Es war ein sichtlich nervöser Start, den die Basketballer von CVJM-Birsfelden an den Tag legten. Beinahe alle der ersten sicher geglaubten Korbleger verfehlten ihr Ziel, ganz zum Ärger von Trainer Pascal Donati: «Ein Korbleger ist zu 90% ein Treffer.» Doch auch die favorisierten Lausanner schwächelten im Abschluss, und so entwickelte sich von Beginn an ein ausgeglichenes Spiel.

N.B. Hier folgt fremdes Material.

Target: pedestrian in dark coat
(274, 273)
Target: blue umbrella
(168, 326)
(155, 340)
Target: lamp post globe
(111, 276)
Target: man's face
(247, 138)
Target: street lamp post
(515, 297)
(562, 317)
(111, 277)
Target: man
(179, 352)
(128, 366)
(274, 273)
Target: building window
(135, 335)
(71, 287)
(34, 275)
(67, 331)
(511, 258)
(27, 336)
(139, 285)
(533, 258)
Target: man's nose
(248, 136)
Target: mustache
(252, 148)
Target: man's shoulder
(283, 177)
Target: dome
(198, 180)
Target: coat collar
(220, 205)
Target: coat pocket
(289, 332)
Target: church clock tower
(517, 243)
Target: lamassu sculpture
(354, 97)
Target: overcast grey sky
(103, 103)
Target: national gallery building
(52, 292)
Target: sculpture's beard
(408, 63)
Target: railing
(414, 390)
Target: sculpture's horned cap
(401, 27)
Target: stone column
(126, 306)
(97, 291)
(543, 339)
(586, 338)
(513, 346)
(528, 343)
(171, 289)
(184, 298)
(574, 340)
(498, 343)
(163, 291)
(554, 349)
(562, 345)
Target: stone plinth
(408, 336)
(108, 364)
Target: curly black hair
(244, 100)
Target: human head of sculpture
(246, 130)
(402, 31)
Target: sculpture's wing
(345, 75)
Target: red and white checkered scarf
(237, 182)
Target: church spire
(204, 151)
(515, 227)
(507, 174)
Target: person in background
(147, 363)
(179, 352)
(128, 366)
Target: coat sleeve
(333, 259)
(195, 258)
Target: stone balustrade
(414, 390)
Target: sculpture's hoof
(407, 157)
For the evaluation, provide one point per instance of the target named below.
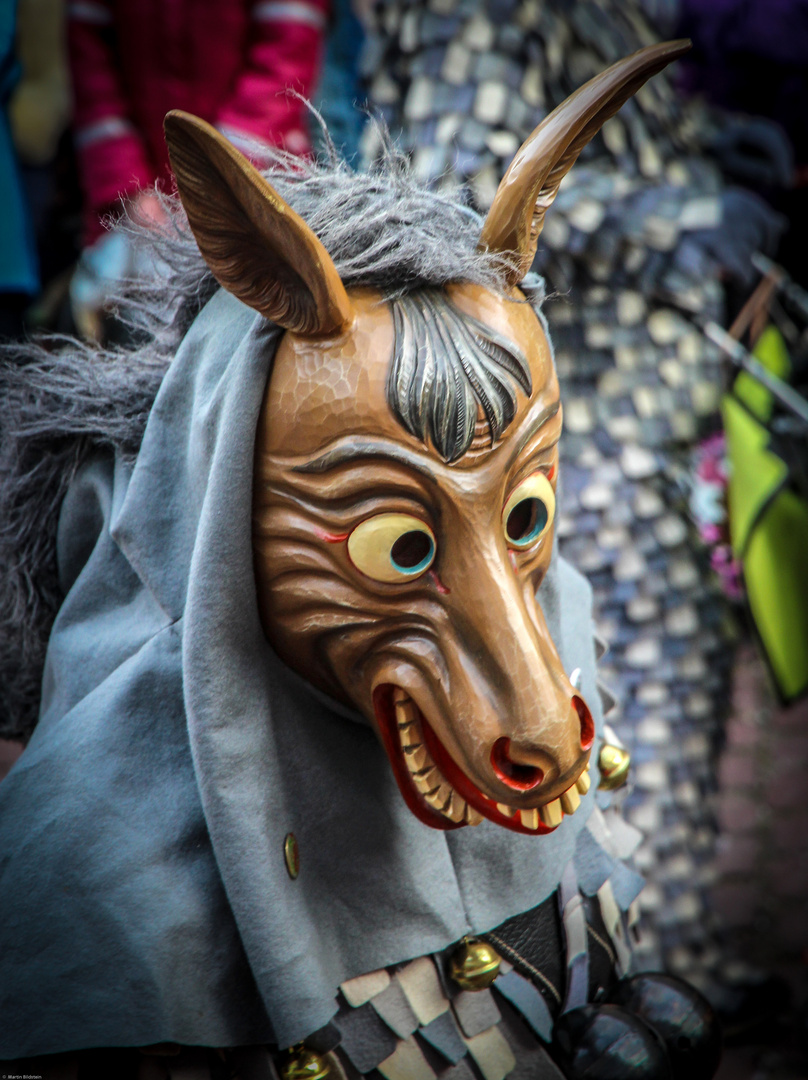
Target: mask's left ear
(257, 247)
(532, 181)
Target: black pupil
(411, 549)
(526, 518)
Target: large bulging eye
(529, 511)
(392, 547)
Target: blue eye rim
(539, 514)
(423, 563)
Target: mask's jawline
(382, 701)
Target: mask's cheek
(318, 616)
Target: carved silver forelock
(446, 363)
(64, 400)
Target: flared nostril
(588, 725)
(515, 774)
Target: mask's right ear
(257, 247)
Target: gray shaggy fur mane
(62, 401)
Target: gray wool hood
(144, 895)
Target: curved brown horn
(532, 181)
(256, 246)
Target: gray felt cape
(143, 889)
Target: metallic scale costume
(641, 235)
(317, 750)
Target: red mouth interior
(386, 718)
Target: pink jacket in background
(226, 61)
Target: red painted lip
(382, 699)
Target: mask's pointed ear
(532, 181)
(254, 243)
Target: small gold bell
(303, 1064)
(614, 763)
(473, 964)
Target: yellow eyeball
(529, 511)
(392, 547)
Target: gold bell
(474, 964)
(303, 1064)
(614, 763)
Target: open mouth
(439, 793)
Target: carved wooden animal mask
(405, 471)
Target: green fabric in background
(768, 523)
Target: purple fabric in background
(751, 56)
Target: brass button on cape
(303, 1064)
(614, 763)
(474, 964)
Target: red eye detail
(331, 537)
(439, 584)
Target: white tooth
(427, 780)
(440, 796)
(411, 736)
(455, 810)
(417, 758)
(570, 800)
(583, 782)
(552, 813)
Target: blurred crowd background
(676, 269)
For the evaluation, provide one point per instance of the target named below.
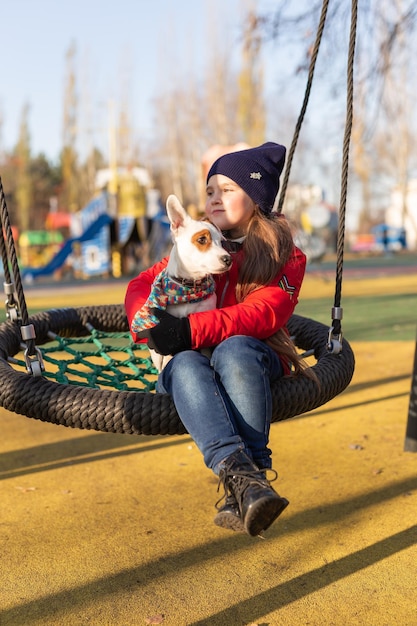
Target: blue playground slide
(30, 273)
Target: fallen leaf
(154, 619)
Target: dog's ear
(176, 213)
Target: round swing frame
(144, 413)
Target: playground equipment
(132, 407)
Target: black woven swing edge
(140, 413)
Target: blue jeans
(225, 402)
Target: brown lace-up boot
(251, 504)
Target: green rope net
(99, 360)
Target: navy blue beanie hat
(256, 171)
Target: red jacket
(260, 315)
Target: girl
(225, 402)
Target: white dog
(186, 284)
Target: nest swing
(31, 394)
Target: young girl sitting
(225, 401)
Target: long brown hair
(268, 247)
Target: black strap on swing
(16, 309)
(334, 343)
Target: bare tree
(23, 192)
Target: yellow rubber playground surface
(116, 530)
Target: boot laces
(241, 483)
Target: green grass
(369, 318)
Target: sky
(117, 43)
(132, 46)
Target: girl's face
(228, 206)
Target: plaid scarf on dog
(167, 291)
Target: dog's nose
(227, 260)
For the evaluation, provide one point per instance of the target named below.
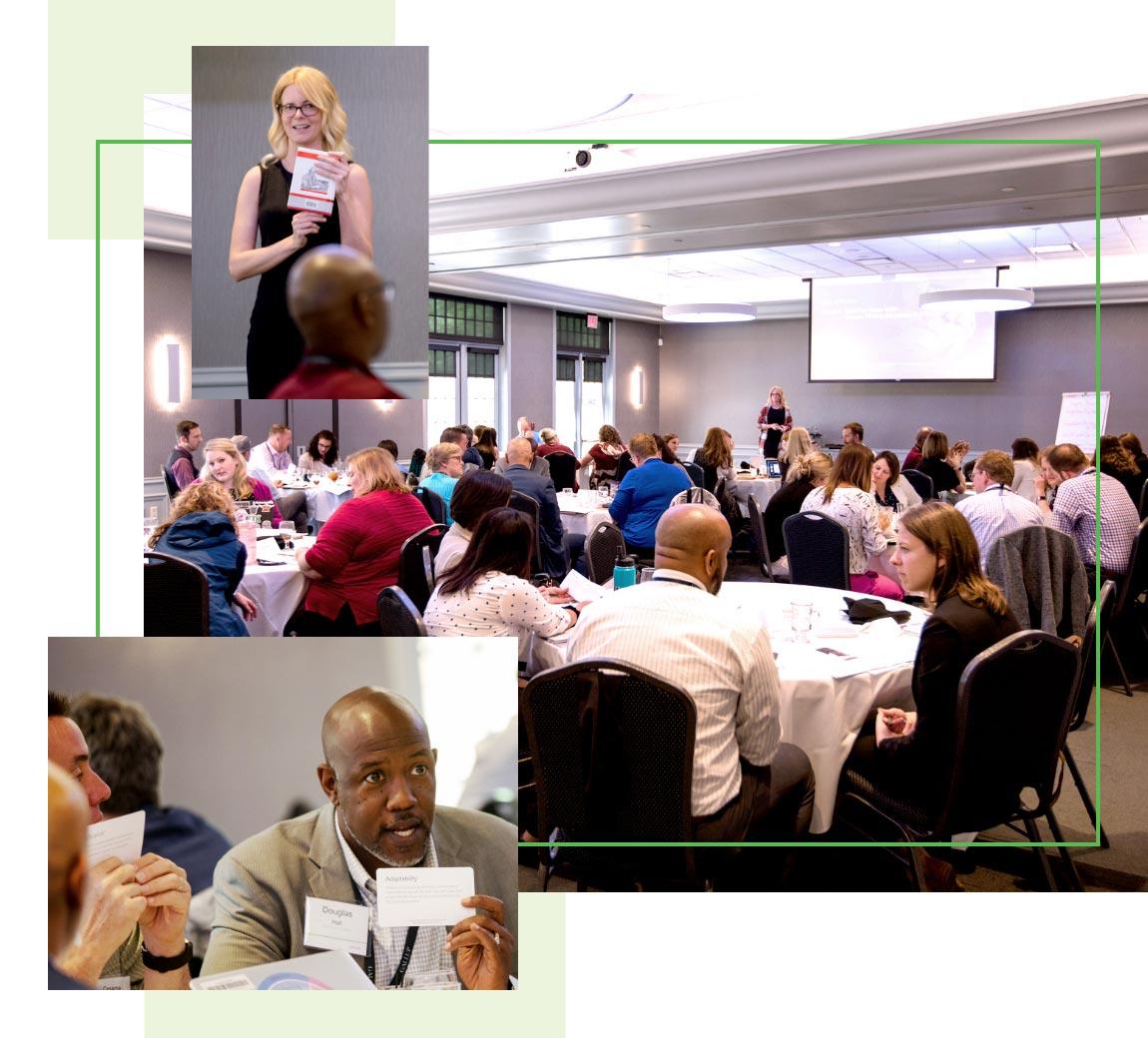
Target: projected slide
(872, 329)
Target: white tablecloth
(277, 590)
(825, 699)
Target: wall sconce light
(637, 388)
(173, 371)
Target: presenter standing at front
(773, 421)
(306, 114)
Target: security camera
(598, 159)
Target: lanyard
(404, 961)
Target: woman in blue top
(201, 529)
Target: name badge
(336, 925)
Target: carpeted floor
(1000, 862)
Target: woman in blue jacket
(201, 529)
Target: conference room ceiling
(971, 195)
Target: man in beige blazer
(377, 774)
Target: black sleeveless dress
(275, 345)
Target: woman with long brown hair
(909, 754)
(847, 498)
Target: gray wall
(721, 374)
(383, 91)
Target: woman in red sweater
(356, 554)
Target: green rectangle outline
(1089, 142)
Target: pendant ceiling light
(709, 312)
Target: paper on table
(423, 897)
(121, 838)
(582, 588)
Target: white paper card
(335, 925)
(121, 838)
(423, 897)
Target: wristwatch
(170, 963)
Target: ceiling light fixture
(982, 299)
(709, 312)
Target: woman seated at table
(844, 500)
(909, 755)
(201, 529)
(320, 455)
(442, 472)
(225, 466)
(488, 593)
(716, 456)
(476, 494)
(1025, 467)
(604, 455)
(805, 474)
(798, 443)
(487, 444)
(356, 554)
(941, 464)
(889, 488)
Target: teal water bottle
(625, 572)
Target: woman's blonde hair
(197, 497)
(947, 535)
(716, 448)
(380, 470)
(816, 465)
(441, 454)
(798, 444)
(321, 93)
(242, 480)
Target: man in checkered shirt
(1076, 511)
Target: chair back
(1086, 677)
(526, 504)
(920, 482)
(434, 504)
(696, 473)
(760, 544)
(169, 481)
(818, 548)
(1012, 710)
(603, 547)
(612, 748)
(563, 470)
(398, 618)
(176, 598)
(695, 495)
(415, 564)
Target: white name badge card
(423, 897)
(121, 838)
(308, 189)
(335, 925)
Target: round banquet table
(583, 511)
(759, 487)
(276, 590)
(825, 697)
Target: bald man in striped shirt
(748, 784)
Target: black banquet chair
(415, 564)
(1012, 710)
(175, 597)
(920, 482)
(612, 755)
(818, 549)
(398, 617)
(563, 470)
(603, 548)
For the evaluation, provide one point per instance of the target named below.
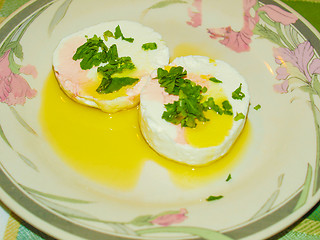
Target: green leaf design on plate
(59, 15)
(22, 121)
(166, 3)
(201, 232)
(53, 196)
(142, 221)
(265, 32)
(306, 188)
(3, 136)
(267, 206)
(28, 162)
(66, 211)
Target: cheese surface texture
(81, 85)
(209, 140)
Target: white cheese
(80, 84)
(165, 137)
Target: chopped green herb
(149, 46)
(211, 105)
(228, 178)
(227, 108)
(213, 79)
(239, 116)
(92, 53)
(109, 85)
(213, 198)
(237, 94)
(257, 107)
(190, 107)
(107, 34)
(171, 80)
(118, 34)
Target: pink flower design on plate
(195, 16)
(238, 41)
(302, 58)
(279, 15)
(14, 89)
(169, 219)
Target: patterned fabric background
(307, 228)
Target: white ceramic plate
(275, 172)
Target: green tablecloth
(307, 228)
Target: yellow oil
(109, 148)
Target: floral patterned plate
(274, 178)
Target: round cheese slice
(81, 85)
(209, 140)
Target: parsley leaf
(109, 85)
(92, 53)
(239, 116)
(107, 34)
(190, 107)
(257, 107)
(213, 79)
(228, 178)
(171, 80)
(149, 46)
(213, 198)
(237, 94)
(118, 34)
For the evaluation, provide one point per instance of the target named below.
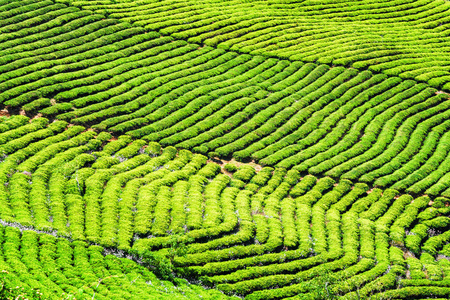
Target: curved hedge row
(264, 235)
(41, 266)
(397, 37)
(81, 68)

Keine guten Schiris in der 1. Liga

Ausgeglichen und zudem äusserst hektisch. Coach Donati tigerte immer wieder wutentbrannt die Seitenlinie entlang und lieferte sich Wortgefechte mit dem Schiedsrichter. «Ich habe gerne harte Spiele, aber dann erwarte ich vom Referee auch eine gewisse Linie. Mittlerweile haben wir aber akzeptiert, dass es in der 1.-Liga keine guten Schiedsrichter gibt.»

Cevi kam nach der verschlafenen Startphase immer besser ins Spiel und konnte bis zur Halbzeit ein 27:27 halten. Danach folgte das leider schwächste Cevi-Viertel des Spiels, mit vielen Fehlern in der Offensive und unkonzentrierten Abschlüssen. Weitaus sicherer traten die Lausanner auf, die ihre Führung auf acht Punkte ausbauen konnten.

Gereizte Waadtländer

Trotzdem schienen die Romands gereizt ob der ansprechenden Leistung der Birsfelder, was sich immer wieder in versteckten Unsportlichkeiten äusserte. Der Lausanner Vorsprung blieb bis Mitte Schlussviertel konstant, ehe Cevi nochmals aufdrehte und auf 46:49 verkürzte. Nun stand auch Donati wieder von seinem Stuhl auf und schöpfte, wie sein gesamtes Team, nochmals Hoffnung.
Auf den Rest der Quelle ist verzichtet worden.